Uit oogpunt van doelmatigheid wordt deze wijziging als nota van wijziging
toegevoegd aan het thans aanhangig voorstel tot wijziging van de Paspoortwet.
Artikel 3, vierde lid, heeft overigens geen betekenis voor ingezetenen van
de Nederlandse Antillen en Aruba.
In artikel 3, vierde lid, van de Paspoortwet is bepaald dat op nader door
de Minister van Binnenlandse Zaken en Koninkrijksrelaties aan te wijzen reisdocumenten
die worden verstrekt aan Nederlanders die als ingezetene zijn ingeschreven
in de basisadministratie persoonsgegevens van een gemeente het sociaal-fiscaalnummer
wordt vermeld. Voorgesteld wordt om in artikel 3, vierde lid, van de Paspoortwet
te bepalen dat voortaan het burgerservicenummer wordt vermeld.
Op de reisdocumenten wordt het sociaal-fiscaalnummer vermeld onder de
aanduiding persoonsnummer.

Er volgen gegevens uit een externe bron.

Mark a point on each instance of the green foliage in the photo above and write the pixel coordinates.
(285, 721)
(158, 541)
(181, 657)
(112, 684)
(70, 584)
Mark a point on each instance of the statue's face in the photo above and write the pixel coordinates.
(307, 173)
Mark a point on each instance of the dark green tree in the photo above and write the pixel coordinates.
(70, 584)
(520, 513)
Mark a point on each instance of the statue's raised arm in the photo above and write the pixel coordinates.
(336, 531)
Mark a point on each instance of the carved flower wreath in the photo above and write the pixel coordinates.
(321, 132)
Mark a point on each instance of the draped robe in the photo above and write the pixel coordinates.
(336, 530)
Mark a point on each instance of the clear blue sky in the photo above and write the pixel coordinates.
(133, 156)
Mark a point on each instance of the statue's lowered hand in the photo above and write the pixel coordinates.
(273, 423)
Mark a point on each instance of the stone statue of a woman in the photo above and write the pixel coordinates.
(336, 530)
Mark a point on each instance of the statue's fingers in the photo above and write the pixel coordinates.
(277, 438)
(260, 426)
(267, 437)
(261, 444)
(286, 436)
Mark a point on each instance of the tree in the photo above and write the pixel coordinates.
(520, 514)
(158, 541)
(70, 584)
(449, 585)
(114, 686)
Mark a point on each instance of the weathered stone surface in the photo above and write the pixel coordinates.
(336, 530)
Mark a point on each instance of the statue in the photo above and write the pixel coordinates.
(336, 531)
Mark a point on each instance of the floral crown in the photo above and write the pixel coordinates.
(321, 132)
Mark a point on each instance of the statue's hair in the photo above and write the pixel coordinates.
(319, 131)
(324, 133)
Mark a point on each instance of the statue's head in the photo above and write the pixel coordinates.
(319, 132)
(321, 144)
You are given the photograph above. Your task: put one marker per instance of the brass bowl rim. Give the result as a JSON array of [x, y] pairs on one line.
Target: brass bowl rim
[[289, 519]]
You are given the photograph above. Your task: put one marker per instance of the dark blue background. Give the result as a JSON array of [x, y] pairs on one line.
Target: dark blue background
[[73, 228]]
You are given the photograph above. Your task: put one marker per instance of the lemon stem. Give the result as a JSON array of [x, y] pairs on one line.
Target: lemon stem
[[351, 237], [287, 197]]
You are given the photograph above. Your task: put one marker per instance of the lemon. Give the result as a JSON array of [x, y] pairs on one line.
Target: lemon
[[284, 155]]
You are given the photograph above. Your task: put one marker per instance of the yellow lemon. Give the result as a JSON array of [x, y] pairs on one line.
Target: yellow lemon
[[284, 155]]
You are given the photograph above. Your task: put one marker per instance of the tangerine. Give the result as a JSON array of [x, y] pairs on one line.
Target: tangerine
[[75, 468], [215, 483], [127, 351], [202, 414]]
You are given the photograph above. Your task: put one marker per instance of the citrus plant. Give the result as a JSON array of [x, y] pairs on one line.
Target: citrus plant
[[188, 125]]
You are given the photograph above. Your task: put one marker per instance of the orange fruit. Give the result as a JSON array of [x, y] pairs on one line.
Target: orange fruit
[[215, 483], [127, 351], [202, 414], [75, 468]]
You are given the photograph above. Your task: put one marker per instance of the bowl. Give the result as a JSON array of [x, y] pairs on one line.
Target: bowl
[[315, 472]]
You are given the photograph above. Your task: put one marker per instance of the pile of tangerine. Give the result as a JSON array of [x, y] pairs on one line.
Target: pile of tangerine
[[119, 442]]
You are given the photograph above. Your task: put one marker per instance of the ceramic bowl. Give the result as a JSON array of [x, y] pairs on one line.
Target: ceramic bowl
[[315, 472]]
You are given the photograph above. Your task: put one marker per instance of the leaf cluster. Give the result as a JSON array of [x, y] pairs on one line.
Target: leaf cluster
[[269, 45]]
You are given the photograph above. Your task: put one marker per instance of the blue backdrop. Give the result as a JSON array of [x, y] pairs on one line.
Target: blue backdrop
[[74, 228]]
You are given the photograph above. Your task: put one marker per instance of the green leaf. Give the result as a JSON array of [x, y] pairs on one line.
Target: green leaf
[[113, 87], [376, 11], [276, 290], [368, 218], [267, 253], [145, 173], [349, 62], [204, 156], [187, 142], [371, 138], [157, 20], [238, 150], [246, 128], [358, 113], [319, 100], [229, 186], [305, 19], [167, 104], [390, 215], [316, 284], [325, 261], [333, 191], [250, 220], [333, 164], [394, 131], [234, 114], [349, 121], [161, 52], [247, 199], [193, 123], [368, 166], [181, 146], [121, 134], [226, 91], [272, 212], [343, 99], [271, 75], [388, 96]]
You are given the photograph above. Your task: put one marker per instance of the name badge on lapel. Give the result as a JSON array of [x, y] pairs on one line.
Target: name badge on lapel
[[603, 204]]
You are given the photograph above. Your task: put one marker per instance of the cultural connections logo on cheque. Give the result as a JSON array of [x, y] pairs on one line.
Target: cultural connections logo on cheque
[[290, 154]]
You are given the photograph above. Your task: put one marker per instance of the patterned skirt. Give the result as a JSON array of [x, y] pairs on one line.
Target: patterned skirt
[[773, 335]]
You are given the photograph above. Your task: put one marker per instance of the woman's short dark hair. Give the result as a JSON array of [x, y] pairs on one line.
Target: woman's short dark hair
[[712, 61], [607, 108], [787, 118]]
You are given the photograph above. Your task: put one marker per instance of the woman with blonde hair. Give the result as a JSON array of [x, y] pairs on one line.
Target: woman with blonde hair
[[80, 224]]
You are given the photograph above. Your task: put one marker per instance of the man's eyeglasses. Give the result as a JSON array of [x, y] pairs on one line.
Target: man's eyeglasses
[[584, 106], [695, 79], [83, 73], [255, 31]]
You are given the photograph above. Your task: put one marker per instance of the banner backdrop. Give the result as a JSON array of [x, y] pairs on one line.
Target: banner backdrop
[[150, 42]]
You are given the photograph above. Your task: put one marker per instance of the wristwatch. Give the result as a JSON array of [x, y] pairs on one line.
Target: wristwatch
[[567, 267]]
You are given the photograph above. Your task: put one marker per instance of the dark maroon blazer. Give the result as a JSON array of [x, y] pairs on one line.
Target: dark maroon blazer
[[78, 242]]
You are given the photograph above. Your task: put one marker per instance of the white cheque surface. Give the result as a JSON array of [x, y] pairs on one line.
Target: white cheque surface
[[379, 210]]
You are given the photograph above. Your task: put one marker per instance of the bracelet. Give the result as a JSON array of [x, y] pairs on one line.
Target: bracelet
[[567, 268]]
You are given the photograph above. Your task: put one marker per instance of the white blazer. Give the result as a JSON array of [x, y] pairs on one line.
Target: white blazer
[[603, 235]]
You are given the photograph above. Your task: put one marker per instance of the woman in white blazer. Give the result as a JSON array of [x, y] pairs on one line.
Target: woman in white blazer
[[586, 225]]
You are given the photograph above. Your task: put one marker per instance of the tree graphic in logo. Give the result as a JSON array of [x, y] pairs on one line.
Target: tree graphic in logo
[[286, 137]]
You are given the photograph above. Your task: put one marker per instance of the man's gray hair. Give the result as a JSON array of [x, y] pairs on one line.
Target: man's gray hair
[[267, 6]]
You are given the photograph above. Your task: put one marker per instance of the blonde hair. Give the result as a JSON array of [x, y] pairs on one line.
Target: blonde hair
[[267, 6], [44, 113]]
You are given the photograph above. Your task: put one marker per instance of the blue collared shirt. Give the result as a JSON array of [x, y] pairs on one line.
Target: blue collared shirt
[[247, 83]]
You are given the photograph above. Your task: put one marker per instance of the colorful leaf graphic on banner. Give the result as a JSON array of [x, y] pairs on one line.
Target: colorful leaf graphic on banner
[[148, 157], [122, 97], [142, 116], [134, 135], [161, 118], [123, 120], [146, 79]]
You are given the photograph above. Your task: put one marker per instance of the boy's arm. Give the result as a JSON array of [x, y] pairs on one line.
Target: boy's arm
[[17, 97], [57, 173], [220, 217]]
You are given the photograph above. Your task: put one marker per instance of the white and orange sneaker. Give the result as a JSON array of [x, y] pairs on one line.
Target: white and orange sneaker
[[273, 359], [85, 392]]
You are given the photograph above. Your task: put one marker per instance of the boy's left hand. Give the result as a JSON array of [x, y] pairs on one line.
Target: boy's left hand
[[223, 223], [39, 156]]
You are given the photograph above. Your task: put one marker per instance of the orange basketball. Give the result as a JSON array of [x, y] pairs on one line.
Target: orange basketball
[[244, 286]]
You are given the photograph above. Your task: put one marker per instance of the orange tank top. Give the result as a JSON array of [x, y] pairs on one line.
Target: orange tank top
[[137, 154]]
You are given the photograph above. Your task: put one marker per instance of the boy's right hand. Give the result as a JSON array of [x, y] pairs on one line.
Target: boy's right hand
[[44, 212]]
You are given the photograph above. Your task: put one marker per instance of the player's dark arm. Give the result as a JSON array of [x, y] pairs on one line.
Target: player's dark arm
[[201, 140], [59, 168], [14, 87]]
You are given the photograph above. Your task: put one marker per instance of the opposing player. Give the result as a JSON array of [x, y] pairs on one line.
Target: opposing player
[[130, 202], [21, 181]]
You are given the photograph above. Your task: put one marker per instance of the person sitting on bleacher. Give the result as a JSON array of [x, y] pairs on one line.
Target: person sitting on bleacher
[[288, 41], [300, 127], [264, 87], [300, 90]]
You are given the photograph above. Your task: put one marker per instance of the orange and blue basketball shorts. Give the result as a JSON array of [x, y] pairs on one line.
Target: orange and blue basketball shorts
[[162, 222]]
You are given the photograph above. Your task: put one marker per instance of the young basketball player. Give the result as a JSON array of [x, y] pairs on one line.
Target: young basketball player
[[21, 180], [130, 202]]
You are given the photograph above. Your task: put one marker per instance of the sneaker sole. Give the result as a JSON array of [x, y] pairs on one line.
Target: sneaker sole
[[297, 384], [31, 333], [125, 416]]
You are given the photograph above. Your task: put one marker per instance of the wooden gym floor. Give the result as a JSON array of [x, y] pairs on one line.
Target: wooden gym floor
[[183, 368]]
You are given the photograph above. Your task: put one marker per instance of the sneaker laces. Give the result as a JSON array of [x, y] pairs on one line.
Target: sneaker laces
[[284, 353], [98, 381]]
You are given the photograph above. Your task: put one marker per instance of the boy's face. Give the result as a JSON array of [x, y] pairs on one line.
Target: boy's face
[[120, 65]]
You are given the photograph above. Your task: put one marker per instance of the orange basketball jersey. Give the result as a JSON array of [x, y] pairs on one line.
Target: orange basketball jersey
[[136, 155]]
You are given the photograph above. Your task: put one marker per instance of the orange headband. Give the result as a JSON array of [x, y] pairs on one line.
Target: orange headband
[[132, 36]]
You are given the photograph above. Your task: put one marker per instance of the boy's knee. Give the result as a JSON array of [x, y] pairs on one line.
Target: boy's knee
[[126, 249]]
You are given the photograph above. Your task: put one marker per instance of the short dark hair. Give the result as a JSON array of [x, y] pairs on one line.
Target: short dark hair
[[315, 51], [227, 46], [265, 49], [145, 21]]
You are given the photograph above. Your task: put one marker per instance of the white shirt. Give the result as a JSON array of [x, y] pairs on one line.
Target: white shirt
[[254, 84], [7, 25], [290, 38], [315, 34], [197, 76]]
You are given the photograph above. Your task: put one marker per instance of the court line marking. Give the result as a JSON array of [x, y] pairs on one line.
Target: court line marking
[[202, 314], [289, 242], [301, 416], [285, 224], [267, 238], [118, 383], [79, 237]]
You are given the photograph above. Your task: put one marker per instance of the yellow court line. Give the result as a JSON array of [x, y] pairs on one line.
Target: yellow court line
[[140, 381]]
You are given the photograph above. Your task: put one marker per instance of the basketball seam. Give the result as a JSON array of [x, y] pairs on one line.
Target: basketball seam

Uit het voorgestelde artikel 23, eerste lid, van
de Wet algemene bepalingen burgerservicenummer volgt dat sociaal-fiscale nummers
die zijn toegekend aan personen die zijn ingeschreven in de gemeentelijke
basisadministratie personen (GBA) van rechtswege worden omgezet in burgerservicenummers.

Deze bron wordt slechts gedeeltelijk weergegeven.